CLEAN is converted into an easy-to-use webserver and made freely accessible at MMLI tools.

This is the official repository for the paper Enzyme Function Prediction using Contrastive Learning. CLEAN, Contrastive Learning enabled Enzyme ANnotation, is a machine learning algorithm to assign Enzyme Commission (EC) number with better accuracy, reliability, and sensitivity than all existing computational tools. We also offer a web server for CLEAN as part of MMLI AlphaSynthesis tools. Please note that as an initial release, CLEAN web server uses default parameters to generate results. In the future, we will allow user customized parameters. In the meantime, to reproduce the results in our manuscript, please follow the following guide.

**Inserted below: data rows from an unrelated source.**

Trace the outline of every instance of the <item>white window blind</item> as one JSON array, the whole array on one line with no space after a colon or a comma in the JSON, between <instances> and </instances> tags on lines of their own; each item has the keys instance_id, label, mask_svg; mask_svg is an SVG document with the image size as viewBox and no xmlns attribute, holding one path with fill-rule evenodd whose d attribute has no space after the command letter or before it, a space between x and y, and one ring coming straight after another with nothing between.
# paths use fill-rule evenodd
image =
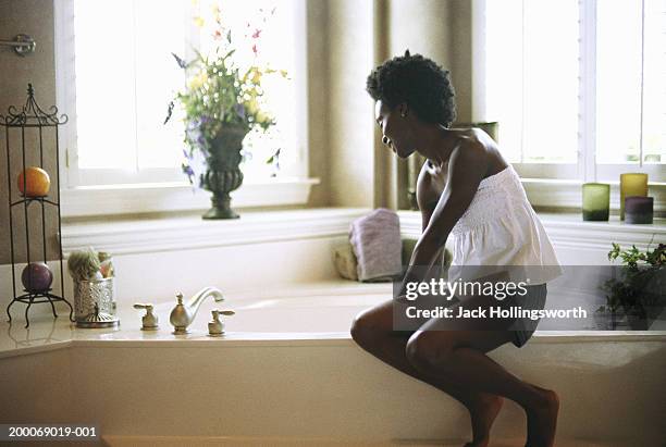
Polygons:
<instances>
[{"instance_id":1,"label":"white window blind","mask_svg":"<svg viewBox=\"0 0 666 447\"><path fill-rule=\"evenodd\" d=\"M666 181L666 1L486 0L485 112L528 177Z\"/></svg>"},{"instance_id":2,"label":"white window blind","mask_svg":"<svg viewBox=\"0 0 666 447\"><path fill-rule=\"evenodd\" d=\"M70 186L186 182L180 165L184 124L177 113L163 125L166 104L186 85L172 52L194 58L212 46L212 8L222 11L235 35L261 29L261 63L286 70L288 79L262 82L269 112L278 125L269 134L250 134L243 170L246 183L269 178L266 160L281 151L281 173L303 175L304 141L295 121L300 48L296 2L263 0L192 1L114 0L67 2L61 39L67 69L66 102L75 117L67 141ZM270 20L262 22L268 12ZM248 24L250 24L248 26ZM199 25L199 26L197 26ZM245 53L254 54L251 48ZM238 55L243 58L243 52ZM279 76L275 76L276 78ZM69 84L67 84L69 82Z\"/></svg>"}]
</instances>

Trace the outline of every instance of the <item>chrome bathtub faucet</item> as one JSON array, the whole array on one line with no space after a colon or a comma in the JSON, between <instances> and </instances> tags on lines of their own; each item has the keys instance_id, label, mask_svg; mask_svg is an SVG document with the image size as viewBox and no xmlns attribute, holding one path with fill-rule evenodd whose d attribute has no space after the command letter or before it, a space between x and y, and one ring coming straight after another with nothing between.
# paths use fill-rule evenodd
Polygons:
<instances>
[{"instance_id":1,"label":"chrome bathtub faucet","mask_svg":"<svg viewBox=\"0 0 666 447\"><path fill-rule=\"evenodd\" d=\"M183 294L176 295L177 305L173 308L169 318L169 321L171 321L173 325L173 334L187 334L187 326L192 324L199 311L199 306L201 306L201 302L208 297L213 297L217 302L224 300L222 291L217 287L202 288L189 298L187 305L183 305Z\"/></svg>"}]
</instances>

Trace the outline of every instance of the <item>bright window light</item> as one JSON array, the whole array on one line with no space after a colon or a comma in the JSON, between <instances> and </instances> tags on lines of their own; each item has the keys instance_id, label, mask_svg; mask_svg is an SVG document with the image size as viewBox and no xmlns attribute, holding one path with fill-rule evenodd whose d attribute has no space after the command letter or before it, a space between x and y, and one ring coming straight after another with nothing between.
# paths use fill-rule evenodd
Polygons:
<instances>
[{"instance_id":1,"label":"bright window light","mask_svg":"<svg viewBox=\"0 0 666 447\"><path fill-rule=\"evenodd\" d=\"M294 1L75 0L76 169L103 172L81 174L83 184L186 179L180 171L185 144L177 110L163 125L166 104L186 83L171 53L188 59L193 47L210 49L206 23L212 21L213 4L234 34L261 29L260 62L288 72L287 79L262 80L278 125L246 138L246 181L271 176L274 167L266 160L279 148L282 169L299 161ZM195 17L203 26L195 26ZM242 63L254 55L246 50L238 54Z\"/></svg>"}]
</instances>

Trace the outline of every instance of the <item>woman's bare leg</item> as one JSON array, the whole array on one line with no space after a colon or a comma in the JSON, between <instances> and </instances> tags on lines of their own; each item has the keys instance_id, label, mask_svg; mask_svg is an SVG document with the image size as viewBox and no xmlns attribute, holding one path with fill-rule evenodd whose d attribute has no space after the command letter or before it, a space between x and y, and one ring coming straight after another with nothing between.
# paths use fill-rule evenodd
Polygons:
<instances>
[{"instance_id":1,"label":"woman's bare leg","mask_svg":"<svg viewBox=\"0 0 666 447\"><path fill-rule=\"evenodd\" d=\"M493 421L502 408L503 398L459 387L439 374L417 370L407 359L406 346L411 333L393 332L393 300L359 314L351 327L354 340L365 350L405 374L425 382L460 401L469 411L472 442L466 447L485 447Z\"/></svg>"},{"instance_id":2,"label":"woman's bare leg","mask_svg":"<svg viewBox=\"0 0 666 447\"><path fill-rule=\"evenodd\" d=\"M465 309L510 306L493 297L470 297L453 307ZM552 447L559 401L555 392L530 385L485 356L510 342L513 321L499 319L433 319L411 335L407 358L427 375L448 377L461 387L507 397L528 417L529 447Z\"/></svg>"}]
</instances>

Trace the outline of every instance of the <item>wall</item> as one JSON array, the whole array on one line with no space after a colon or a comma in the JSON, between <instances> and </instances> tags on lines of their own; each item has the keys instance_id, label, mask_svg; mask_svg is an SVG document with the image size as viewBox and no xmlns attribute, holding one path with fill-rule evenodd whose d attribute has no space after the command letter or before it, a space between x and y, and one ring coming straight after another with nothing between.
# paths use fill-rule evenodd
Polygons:
<instances>
[{"instance_id":1,"label":"wall","mask_svg":"<svg viewBox=\"0 0 666 447\"><path fill-rule=\"evenodd\" d=\"M12 49L0 47L0 114L7 115L8 108L15 105L22 108L26 101L27 84L32 83L35 96L42 109L48 111L55 103L55 69L53 61L53 2L40 0L3 0L0 1L0 39L10 40L17 34L32 36L37 48L35 53L25 58L18 57ZM47 146L45 153L45 169L54 181L55 157L53 146L53 134L45 131L44 140ZM16 190L16 176L22 170L21 160L21 134L17 129L11 129L9 135L11 148L10 181L12 185L12 200L18 199ZM8 167L5 149L4 127L0 127L0 264L10 262L10 222L8 207ZM39 165L39 153L37 151L38 134L29 132L26 134L27 159L26 165ZM49 152L51 156L49 156ZM14 231L15 253L17 260L26 259L25 247L25 216L23 208L14 209L12 228ZM30 253L35 259L42 253L42 246L37 241L41 239L40 222L41 211L33 204L28 212L30 232ZM47 210L46 213L47 238L51 244L48 246L47 257L57 257L57 246L53 237L57 234L57 213Z\"/></svg>"},{"instance_id":2,"label":"wall","mask_svg":"<svg viewBox=\"0 0 666 447\"><path fill-rule=\"evenodd\" d=\"M396 207L405 162L381 145L365 85L377 64L405 48L452 71L459 119L471 119L470 14L462 0L307 0L309 170L321 179L309 207ZM0 29L2 38L27 33L38 44L28 58L0 50L0 72L12 74L0 78L0 113L24 102L28 78L40 103L53 104L52 2L0 1ZM0 264L9 262L5 172L0 157ZM54 216L48 218L54 234ZM21 234L18 222L14 227Z\"/></svg>"},{"instance_id":3,"label":"wall","mask_svg":"<svg viewBox=\"0 0 666 447\"><path fill-rule=\"evenodd\" d=\"M373 204L373 103L365 91L373 66L373 4L330 1L329 150L332 206Z\"/></svg>"}]
</instances>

To use CLEAN to inference the EC number for any amino acid sequence, we included the pretrained weights for both the 70% and 100% identity clustering split of SwissProt (expertly reviewed portion of the UniProt, total ~220k training data). User can follow the instruction below on how to install and inference with CLEAN. We also provide full training scripts.

drawing

If you find CLEAN helpful in your research, please consider citing us:

@article{doi:10.1126/science.adf2465,
  author = {Tianhao Yu  and Haiyang Cui  and Jianan Canal Li  and Yunan Luo  and Guangde Jiang  and Huimin Zhao },
  title = {Enzyme function prediction using contrastive learning},
  journal = {Science},
  volume = {379},
  number = {6639},
  pages = {1358-1363},
  year = {2023},
  doi = {10.1126/science.adf2465},
  URL = {https://www.science.org/doi/abs/10.1126/science.adf2465}
}  

1. Install

1.1 Requirements

Python >= 3.6; PyTorch >= 1.11.0; CUDA >= 10.1 Manuscript result was obtained using Python 3.10.4; PyTorch 1.11.0; CUDA 11.3; fair-esm 1.0.2

1.2 Quickstart


cd CLEAN/app/
conda create -n clean python==3.10.4 -y
conda activate clean
pip install -r requirements.txt

Pytorch installation is different for different Operating systems, please refer Pytorch Installation. For Linux, please use the following commands.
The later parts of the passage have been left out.